The Pain and the Poetry of PythonAug 31, 2023
The ecosystem of tools for packaging, testing, distributing, and testing Python projects is overwhelming, especially if you’re coming to Python from other languages.
In this post, we’ll survey the evolution of Python tooling from its inception in 1991 through the present day, touching on significant milestones. We’ll explain each tool’s benefits, the problems it addresses, and any configuration files you’ll find associated with it in Python projects.
After reading this post, you’ll have a richer understanding of the many setup, testing, and packaging patterns you’re likely to find in open-source Python projects and be better equipped to work with them. You’ll see how to migrate your project to a modern dependency management and packaging tool such as Poetry.

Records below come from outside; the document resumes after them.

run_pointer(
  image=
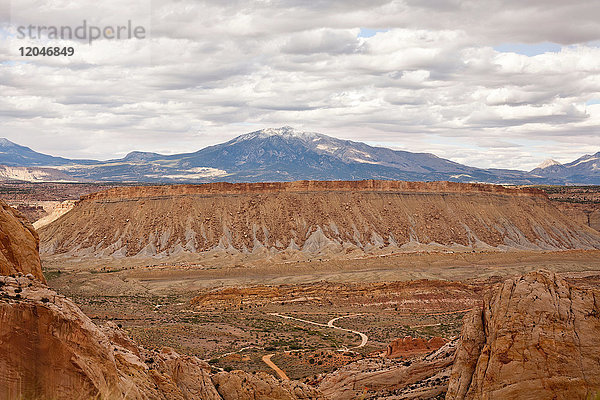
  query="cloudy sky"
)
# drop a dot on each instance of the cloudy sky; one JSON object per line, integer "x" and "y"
{"x": 486, "y": 83}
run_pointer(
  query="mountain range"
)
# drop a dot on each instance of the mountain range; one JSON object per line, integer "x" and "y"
{"x": 286, "y": 154}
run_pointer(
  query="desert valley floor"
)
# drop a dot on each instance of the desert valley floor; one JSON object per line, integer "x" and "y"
{"x": 343, "y": 308}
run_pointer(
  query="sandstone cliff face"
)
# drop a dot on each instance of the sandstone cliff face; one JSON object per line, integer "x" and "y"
{"x": 50, "y": 350}
{"x": 18, "y": 244}
{"x": 536, "y": 338}
{"x": 313, "y": 217}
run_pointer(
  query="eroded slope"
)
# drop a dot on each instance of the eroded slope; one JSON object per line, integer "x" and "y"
{"x": 312, "y": 217}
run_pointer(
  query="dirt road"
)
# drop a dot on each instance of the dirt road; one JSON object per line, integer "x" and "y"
{"x": 267, "y": 360}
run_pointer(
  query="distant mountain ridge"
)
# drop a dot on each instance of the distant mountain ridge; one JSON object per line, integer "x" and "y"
{"x": 286, "y": 154}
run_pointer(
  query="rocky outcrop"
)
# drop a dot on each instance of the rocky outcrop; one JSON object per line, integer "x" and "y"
{"x": 19, "y": 244}
{"x": 239, "y": 385}
{"x": 312, "y": 217}
{"x": 51, "y": 350}
{"x": 406, "y": 346}
{"x": 421, "y": 378}
{"x": 536, "y": 338}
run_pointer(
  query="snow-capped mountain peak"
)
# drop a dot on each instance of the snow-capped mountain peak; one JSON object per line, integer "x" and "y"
{"x": 548, "y": 163}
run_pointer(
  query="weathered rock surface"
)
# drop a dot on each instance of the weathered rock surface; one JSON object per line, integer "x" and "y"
{"x": 50, "y": 350}
{"x": 422, "y": 378}
{"x": 408, "y": 346}
{"x": 312, "y": 217}
{"x": 240, "y": 385}
{"x": 19, "y": 244}
{"x": 536, "y": 338}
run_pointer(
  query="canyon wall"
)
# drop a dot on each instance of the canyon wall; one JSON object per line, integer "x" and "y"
{"x": 313, "y": 217}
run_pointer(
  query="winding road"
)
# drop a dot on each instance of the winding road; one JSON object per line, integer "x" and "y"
{"x": 364, "y": 338}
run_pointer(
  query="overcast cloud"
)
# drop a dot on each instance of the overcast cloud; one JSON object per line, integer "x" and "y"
{"x": 485, "y": 83}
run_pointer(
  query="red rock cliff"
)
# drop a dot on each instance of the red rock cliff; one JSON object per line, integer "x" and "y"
{"x": 19, "y": 244}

We’ll explain why we are converting the Pinecone Python client to Poetry, the new contributor-facing guides we’ve added to ease this migration, and how this makes the project easier to develop locally and even within Jupyter Notebooks and alongside popular libraries such as LangChain.
Along the way, we’ll take an unflinching look at some of the pain involved in developing Python projects to set the stage for understanding how the latest tooling can make developers’ lives easier.
Abandon all hope ye who enter dependency hell
Guido van Rossum released Python on February 20, 1991. At the time of this writing, that was 32 years ago. To understand why today’s preferred tools work the way they do, we must first look backward to understand the evolution of Python.
If you’ve ever worked with Python, you’re probably familiar with the following tools, patterns, digital duct tape, and the headaches that come with a scattered landscape of options.
Most readers familiar with Python have probably run pip install -r requirements.txt to tell the pip package manager binary to read a requirements text file, which lists the dependencies (external libraries) required by a given Python script.
pip install is probably the most common and straightforward way to get up and running with a given Python program. Now, consider why this typical pattern is fraught with complexity and suffering.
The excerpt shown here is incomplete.